In Search of E15’s Next Summertime Solution

The U.S. Supreme Court’s decision to not review last summer’s D.C. Circuit Court of Appeals ruling that invalidated the Trump EPA’s solution for summertime E15 was disappointing but instructive. While the high court’s disinterest closes the door on the ultimate legal solution for uninterrupted E15 access, it also clarifies our remaining options: either the EPA or Congress must act.

As we report in “The Quest to Stop E15’s Summertime Shutdown,” on page 14, our industry’s trade groups—Growth Energy, the Renewable Fuels Association and the American Coalition for Ethanol—all agree that a legislative fix to E15’s summer prohibition—at least in areas of the country using conventional gasoline—would be ideal. Bipartisan legislation introduced in both houses of Congress last year could, if revived, deliver a “blanket solution” for year-round E15. But as the story explains, resurrecting and advancing such a bill in the current Congress would be not only slow and difficult, but risky.

Both E10 and E15, when made with conventional gasoline, have Reid vapor pressures (RVP) that can narrowly exceed federal limits (by less than 1-pound psi) in warm weather months. The 1990 Clean Air Act granted E10 a 1-pound waiver from the government’s RVP cap (i.e., “RVP relief”) but the historic environmental bill did not give the same allowance to E15, which wasn’t sold at the time. Two years ago, with retail interest in E15 growing, everything changed when the EPA decided on its own that both E10 and E15 were deserving of RVP relief. Big Oil complained. The courts listened. And the agency’s unilateral E15 solution under Trump was deemed an overreach and invalidated last summer. Now, with E15 banned from summertime use in many areas of the country from June 1 through September 15, the industry has only a few months to figure something out.

Admitting that a legislative fix is a heavy lift in the near-term, E15 proponents are leaning toward more plausible regulatory solutions.

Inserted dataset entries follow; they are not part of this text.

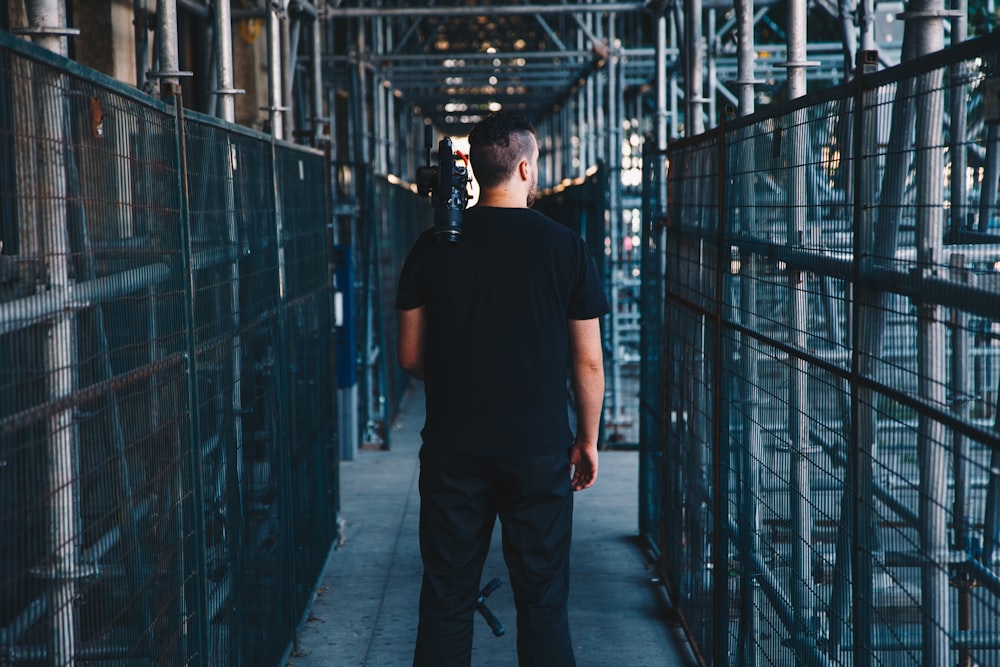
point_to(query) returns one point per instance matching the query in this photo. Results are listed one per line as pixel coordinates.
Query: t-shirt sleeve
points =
(408, 294)
(588, 299)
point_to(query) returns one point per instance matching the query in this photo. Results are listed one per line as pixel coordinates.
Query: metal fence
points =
(168, 470)
(821, 449)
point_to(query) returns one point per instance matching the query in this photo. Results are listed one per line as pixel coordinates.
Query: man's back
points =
(497, 307)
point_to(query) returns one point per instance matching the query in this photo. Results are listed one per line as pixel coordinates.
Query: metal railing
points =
(821, 450)
(168, 468)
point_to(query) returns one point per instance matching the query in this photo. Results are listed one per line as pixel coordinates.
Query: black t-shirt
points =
(497, 341)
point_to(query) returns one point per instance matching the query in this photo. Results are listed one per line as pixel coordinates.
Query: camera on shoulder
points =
(447, 184)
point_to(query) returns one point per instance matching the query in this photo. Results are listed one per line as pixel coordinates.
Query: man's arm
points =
(588, 387)
(410, 346)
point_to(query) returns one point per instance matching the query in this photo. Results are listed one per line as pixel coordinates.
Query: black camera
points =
(448, 186)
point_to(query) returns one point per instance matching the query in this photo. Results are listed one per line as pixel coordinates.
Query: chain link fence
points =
(168, 466)
(821, 444)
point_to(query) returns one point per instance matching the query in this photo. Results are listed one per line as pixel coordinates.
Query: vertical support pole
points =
(316, 52)
(274, 78)
(282, 370)
(958, 126)
(799, 489)
(661, 83)
(223, 24)
(166, 42)
(722, 351)
(931, 452)
(960, 401)
(695, 120)
(865, 344)
(140, 12)
(752, 441)
(614, 148)
(195, 611)
(46, 19)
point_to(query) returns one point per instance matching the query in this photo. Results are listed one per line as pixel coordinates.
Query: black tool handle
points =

But whereas a legislative fix would extend the 1-pound RVP waiver to E15, the regulatory proposals being floated would get rid of the waiver altogether.

The first push, already in motion, uses an obscure provision within the very law that created E15’s summertime problem—the Clean Air Act—to authorize the EPA to let states opt out of RVP relief completely. This would require a transition to lower-volatility reformulated gasoline (RFG) that, even when blended with 10% or 15% ethanol in warm weather, remains below the federal RVP ceiling. The governors of eight states have asked the agency to help them understand how to proceed with an opt out. At press time, the EPA had not responded.

Alternatively, the trade groups say, the EPA could act on its own, proactively issuing a rulemaking calling for the required use of reduced volatility blendstock in areas of the country where E15 is prohibited in the summer. An all-encompassing action that throws out the 1-pound waiver in favor of low-volatility RFG would also take time—and probably face opposition—but could be the most plausible coast-to-coast fix for summertime E15.

With spring on the way, our trade associations know the clock is ticking.